Solo es independiente el juez libre, siendo tal, no solamente el que se ve despojado de toda influencia de aquel que le nombra, sino aquel que no encuentra obstáculos materiales en su función de juzgar.
Pero aún existe una soterrada forma de cercenar la independencia del poder judicial, más allá del pernicioso sistema de nombramientos. Solo es independiente el juez libre, siendo tal, no solamente el que se ve despojado de toda influencia de aquel que le nombra, sino aquel que no encuentra obstáculos materiales en su función de juzgar. La infradotación de recursos materiales en la administración de justicia, impide que el contrapoder que en el pacto social se atribuye a los jueces, pueda operar con la eficacia que la ciudadanía reclama. La falta de recursos para ejercer la función judicial con las máximas garantías, solo puede favorecer a aquel que eventualmente puede verse perjudicado por su ejercicio. En el sistema de contrapoderes propio del Estado de Derecho, el judicial no es un verdadero poder, en el sentido positivo del término, sino un contrapoder, destinado a limitar la libertad “del más fuerte”, en este caso encarnado por quienes ostentan los otros poderes. Solo una verdadera conciencia democrática y de Estado por los titulares de esos otros poderes, dará lugar a una justicia verdaderamente independiente.
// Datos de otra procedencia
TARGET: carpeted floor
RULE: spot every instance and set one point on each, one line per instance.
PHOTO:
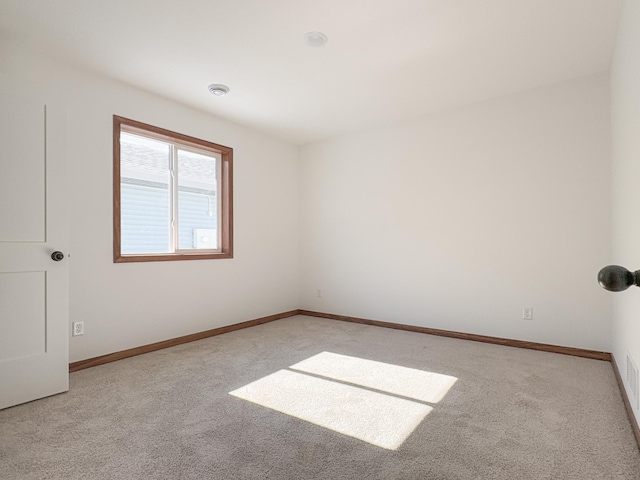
(321, 399)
Lamentablemente, en España la clase política ha dado elocuentes muestras de la ausencia de esa conciencia democrática, desoyendo las llamadas al orden de las instituciones supranacionales, manteniendo, igualmente, bajo mínimos, los medios con los que se dota a la justicia, posponiendo la necesaria reforma de un sistema judicial cuyos cimientos crujen por el peso de décadas de absoluto abandono.
Mientras tanto, a los jueces solo nos queda esperar que cale en la conciencia social la necesidad de un poder judicial libre e independiente y que, quien ha de garantizarlo, tenga la altura de miras y respeto a los principios democráticos para dar respuesta a una demanda social que espero sea alimentada por reflexiones como las que aquí se hacen.